Sobre Mi

Amigo y estimado lector/a:

Llegué al mundo en la sexta década del siglo XX, en un pueblecito llamado Villanueva de la Vera sito a las faldas de la Sierra de Gredos, en la provincia de Cáceres, de esta piel de toro que para orgullo y estirpe de su ciudadanía, recibe el nombre de España y aunque sólo pasé cuatro años de mi vida en las calles de la citada villa, desde hace mas de treinta años mantengo residencia en la misma y paso innumerables temporadas allá, con lo cual mis raíces extremeñas las tengo muy a flor de jara y piel.

Es esta comunidad extremeña, tierra fértil y calida donde las haya y donde su idiosincrasia en cuanto a carácter de sus gentes, es una mezcla de cultura romana y mozárabe que pisaron estas tierras en el pasado y que dejaron legados como la calzada romana y la ciudad de Emérita Augusta ( la actual Mérida ), la Torre de Espantaperros en Badajoz o las murallas árabes de la localidad de Galisteo.

Tierra de conquistadores por derecho propio y enjundia. No existe papel suficiente para nombrar los miles de sus hijos que se lanzaron, por unas causas u otras, a la conquista del continente americano, dejando impresa en la historia e impronta en el Nuevo Mundo su gesta, sus nombres y sus hazañas.

Mi lugar de residencia habitual es la ciudad Patrimonio de Alcalá de Henares en la Comunidad de da nombre a la capital de España.nEn sus calles y en sus centros escolares, jugué, formalicé mis estudios y es donde he desarrollado mis labores profesionales.
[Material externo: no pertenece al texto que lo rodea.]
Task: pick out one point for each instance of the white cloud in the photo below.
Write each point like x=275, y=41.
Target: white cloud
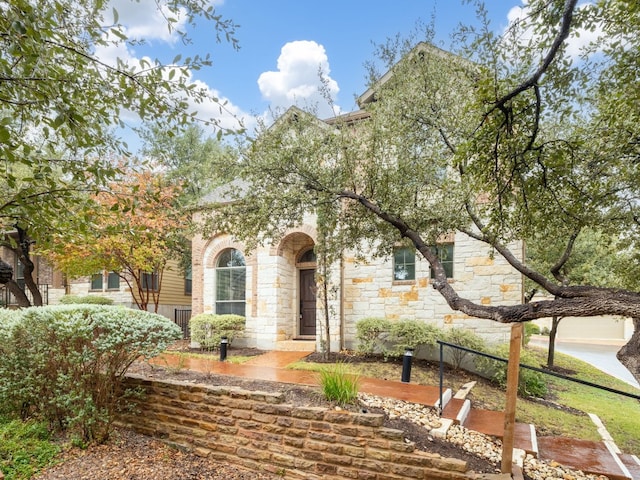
x=296, y=82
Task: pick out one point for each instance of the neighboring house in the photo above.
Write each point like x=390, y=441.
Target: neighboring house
x=175, y=294
x=47, y=278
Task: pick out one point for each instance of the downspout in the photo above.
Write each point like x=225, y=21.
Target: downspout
x=342, y=342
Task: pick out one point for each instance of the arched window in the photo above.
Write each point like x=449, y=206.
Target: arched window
x=230, y=283
x=308, y=257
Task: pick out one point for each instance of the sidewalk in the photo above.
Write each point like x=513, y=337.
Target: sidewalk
x=602, y=356
x=598, y=458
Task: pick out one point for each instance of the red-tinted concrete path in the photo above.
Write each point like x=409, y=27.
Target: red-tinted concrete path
x=591, y=457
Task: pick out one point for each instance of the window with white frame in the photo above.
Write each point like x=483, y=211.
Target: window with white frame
x=188, y=284
x=230, y=282
x=445, y=253
x=98, y=281
x=150, y=281
x=404, y=264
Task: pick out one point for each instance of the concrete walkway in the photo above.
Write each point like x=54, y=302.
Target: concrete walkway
x=592, y=457
x=601, y=356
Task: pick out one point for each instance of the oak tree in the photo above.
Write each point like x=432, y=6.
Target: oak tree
x=510, y=139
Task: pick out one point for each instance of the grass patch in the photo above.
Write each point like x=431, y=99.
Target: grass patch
x=25, y=448
x=563, y=411
x=338, y=385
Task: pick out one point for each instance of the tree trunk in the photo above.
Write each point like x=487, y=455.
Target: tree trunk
x=555, y=321
x=629, y=355
x=6, y=273
x=24, y=254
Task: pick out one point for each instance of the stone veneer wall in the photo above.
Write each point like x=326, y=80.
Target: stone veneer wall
x=256, y=430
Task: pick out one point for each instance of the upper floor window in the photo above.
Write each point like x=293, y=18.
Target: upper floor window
x=97, y=280
x=187, y=282
x=445, y=253
x=150, y=281
x=404, y=263
x=230, y=282
x=113, y=281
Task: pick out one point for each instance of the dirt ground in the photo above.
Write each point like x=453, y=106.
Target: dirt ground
x=131, y=456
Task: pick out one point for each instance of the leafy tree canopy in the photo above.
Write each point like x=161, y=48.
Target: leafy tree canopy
x=513, y=138
x=60, y=101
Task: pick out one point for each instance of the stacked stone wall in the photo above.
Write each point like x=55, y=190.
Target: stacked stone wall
x=258, y=431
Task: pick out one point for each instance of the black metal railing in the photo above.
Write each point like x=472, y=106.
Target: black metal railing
x=7, y=299
x=522, y=365
x=182, y=317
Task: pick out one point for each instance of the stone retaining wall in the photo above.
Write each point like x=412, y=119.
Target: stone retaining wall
x=258, y=431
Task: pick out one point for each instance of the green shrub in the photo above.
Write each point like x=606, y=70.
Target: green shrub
x=85, y=299
x=339, y=386
x=414, y=334
x=64, y=363
x=370, y=334
x=207, y=329
x=464, y=338
x=530, y=383
x=25, y=448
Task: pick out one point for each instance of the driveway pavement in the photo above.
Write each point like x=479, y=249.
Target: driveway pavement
x=600, y=356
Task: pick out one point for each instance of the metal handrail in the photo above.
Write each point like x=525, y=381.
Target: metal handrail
x=536, y=369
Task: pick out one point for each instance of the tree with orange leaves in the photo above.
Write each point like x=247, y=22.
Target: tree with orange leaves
x=136, y=228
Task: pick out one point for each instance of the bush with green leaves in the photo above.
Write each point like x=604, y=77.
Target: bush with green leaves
x=207, y=329
x=462, y=337
x=530, y=382
x=338, y=385
x=414, y=334
x=371, y=333
x=85, y=299
x=64, y=363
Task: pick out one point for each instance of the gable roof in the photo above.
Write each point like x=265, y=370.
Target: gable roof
x=422, y=48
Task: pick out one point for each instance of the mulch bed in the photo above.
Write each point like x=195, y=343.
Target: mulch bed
x=132, y=456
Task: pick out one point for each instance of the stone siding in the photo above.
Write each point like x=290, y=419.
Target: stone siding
x=257, y=431
x=357, y=289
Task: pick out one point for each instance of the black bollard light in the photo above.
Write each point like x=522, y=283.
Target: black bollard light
x=406, y=364
x=224, y=342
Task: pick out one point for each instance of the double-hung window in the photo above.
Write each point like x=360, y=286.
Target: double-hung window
x=230, y=283
x=404, y=264
x=445, y=253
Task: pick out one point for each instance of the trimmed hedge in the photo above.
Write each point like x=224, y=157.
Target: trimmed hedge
x=85, y=299
x=207, y=329
x=64, y=363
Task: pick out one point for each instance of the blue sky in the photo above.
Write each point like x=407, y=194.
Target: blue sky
x=283, y=43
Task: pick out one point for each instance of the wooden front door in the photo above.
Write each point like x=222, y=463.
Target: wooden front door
x=307, y=302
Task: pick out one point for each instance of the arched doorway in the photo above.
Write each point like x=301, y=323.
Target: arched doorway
x=307, y=289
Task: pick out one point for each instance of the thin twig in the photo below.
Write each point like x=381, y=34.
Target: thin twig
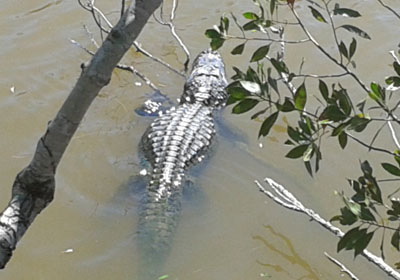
x=389, y=8
x=121, y=66
x=122, y=7
x=292, y=203
x=172, y=28
x=140, y=49
x=267, y=39
x=97, y=12
x=343, y=268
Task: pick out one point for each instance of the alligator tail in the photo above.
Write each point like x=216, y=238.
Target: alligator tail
x=158, y=220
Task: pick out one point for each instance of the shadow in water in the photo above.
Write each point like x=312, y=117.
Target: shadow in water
x=289, y=254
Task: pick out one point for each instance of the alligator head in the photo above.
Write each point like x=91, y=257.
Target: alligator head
x=206, y=83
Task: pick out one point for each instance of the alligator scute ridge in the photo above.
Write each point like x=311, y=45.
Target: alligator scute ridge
x=175, y=141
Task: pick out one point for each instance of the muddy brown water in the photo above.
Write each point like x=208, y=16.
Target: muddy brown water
x=88, y=232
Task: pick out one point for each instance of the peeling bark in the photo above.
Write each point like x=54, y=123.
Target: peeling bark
x=34, y=186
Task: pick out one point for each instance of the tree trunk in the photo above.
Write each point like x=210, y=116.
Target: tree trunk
x=34, y=186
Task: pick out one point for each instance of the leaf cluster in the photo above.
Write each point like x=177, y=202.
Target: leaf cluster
x=261, y=89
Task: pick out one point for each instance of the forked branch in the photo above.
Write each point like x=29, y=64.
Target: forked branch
x=34, y=186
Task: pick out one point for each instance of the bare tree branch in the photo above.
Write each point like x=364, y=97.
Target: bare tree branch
x=389, y=8
x=286, y=199
x=34, y=186
x=96, y=12
x=171, y=26
x=343, y=268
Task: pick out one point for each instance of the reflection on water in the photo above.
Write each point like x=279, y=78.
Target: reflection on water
x=288, y=254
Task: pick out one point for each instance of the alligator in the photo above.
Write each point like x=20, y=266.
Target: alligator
x=174, y=142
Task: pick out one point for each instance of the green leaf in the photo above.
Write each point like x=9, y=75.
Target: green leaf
x=244, y=106
x=346, y=12
x=251, y=87
x=297, y=152
x=294, y=134
x=343, y=50
x=212, y=33
x=280, y=66
x=300, y=98
x=239, y=75
x=358, y=123
x=250, y=15
x=392, y=169
x=237, y=93
x=348, y=240
x=323, y=88
x=254, y=116
x=353, y=48
x=344, y=102
x=378, y=93
x=395, y=241
x=347, y=218
x=260, y=53
x=393, y=80
x=308, y=153
x=307, y=164
x=251, y=25
x=267, y=124
x=238, y=49
x=356, y=30
x=272, y=6
x=287, y=106
x=333, y=113
x=337, y=130
x=366, y=168
x=342, y=140
x=317, y=15
x=216, y=43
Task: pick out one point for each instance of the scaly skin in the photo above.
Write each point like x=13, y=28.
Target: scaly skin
x=173, y=143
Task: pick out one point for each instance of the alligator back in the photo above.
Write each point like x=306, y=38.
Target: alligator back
x=174, y=142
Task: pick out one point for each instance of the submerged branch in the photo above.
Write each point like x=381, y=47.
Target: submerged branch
x=343, y=268
x=286, y=199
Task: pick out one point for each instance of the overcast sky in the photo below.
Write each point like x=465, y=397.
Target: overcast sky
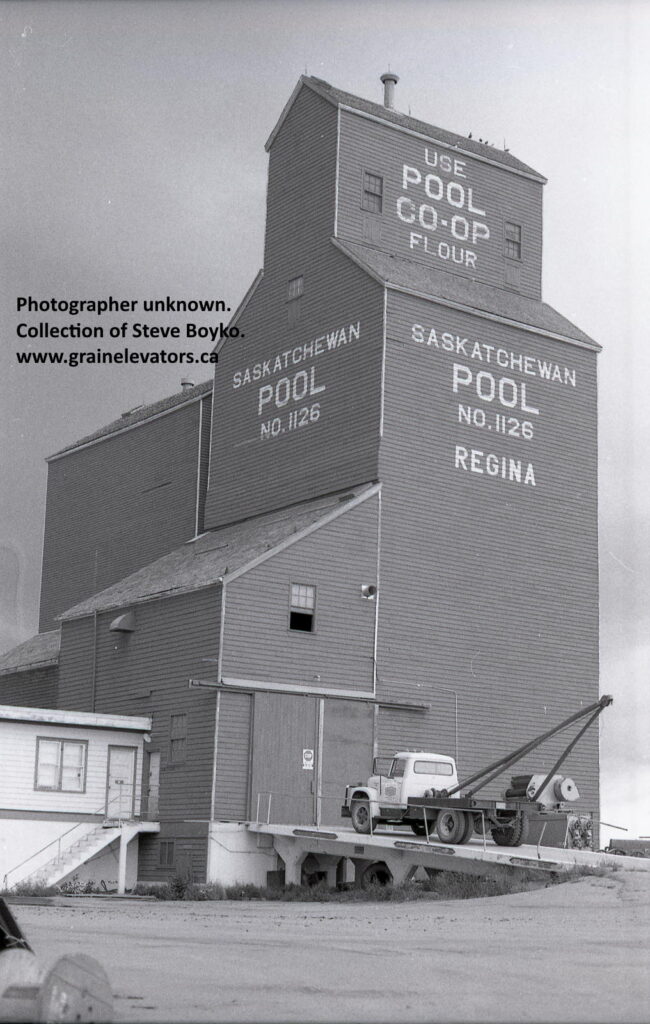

Es un orgullo ser vecino de la ciudad que vio nacer a Cervantes (y formar parte de la inquietud literaria que se desarrolla en cierto círculos de la misma), nuestro escritor mas universal y símbolo de la calidad literaria de un país, que durante siglos, ha tenido miles de hijos ilustres y reconocidos mundialmente, tanto en la poesía como en la prosa.

Si me pidieran una definición sobre mi persona como escritor, sin entrar en la adulación propia, es posible que la resumiera en unas breves palabras:

“Me considero un escritor autómata y compulsivo.”

Pudiera parecer una perogullada, pero lo aclaro acto seguido.

Escribo a todas horas y de todo lo que observo y lo que siento en cualquier situación o momento que me proporciona la vida cotidiana, es decir en el trabajo (si este me lo permite) en el coche, viendo televisión, mientras camino y por supuesto en la soledad de la madrugada, autentico bastión y piedra filosofal de la inspiración soñada por todo creador, independientemente del arte en el que se desenvuelva.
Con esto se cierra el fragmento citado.